A big
THANK YOU for this comprehensive guide. I'm currently implementing it and it seems to be very clear to me that this approach will work somehow
Results:
ONLINE MIGRATION of VMs¹ only works, if you set up a replication job beforehand and
OFFLINE MIGRATION works out of the box for VMs and CTs.
¹As CTs are always "restarted" during migration the CT online migration is more like an offline migration.
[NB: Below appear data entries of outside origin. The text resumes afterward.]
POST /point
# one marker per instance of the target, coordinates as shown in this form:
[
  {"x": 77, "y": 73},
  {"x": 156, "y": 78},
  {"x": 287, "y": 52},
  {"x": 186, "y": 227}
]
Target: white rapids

So the replication job for CTs is not needed necessarily.
And one small detail might be good to know for others too:
1. Applying your patch file (the code you were posting) using
patch /root/ZFSPoolPlugin.pm.patch /usr/share/perl5/PVE/Storage/ZFSPoolPlugin.pm
did result in an error because of a
missing bracket:
Code:
2024-11-23 23:28:29 [pve] Missing right curly or square bracket at /usr/share/perl5/PVE/Storage/ZFSPoolPlugin.pm line 870, at end of line
2024-11-23 23:28:29 [pve] syntax error at /usr/share/perl5/PVE/Storage/ZFSPoolPlugin.pm line 870, at EOF
2024-11-23 23:28:29 [pve] Compilation failed in require at /usr/share/perl5/PVE/Storage.pm line 38, <DATA> line 960.
2024-11-23 23:28:29 [pve] BEGIN failed--compilation aborted at /usr/share/perl5/PVE/Storage.pm line 38, <DATA> line 960.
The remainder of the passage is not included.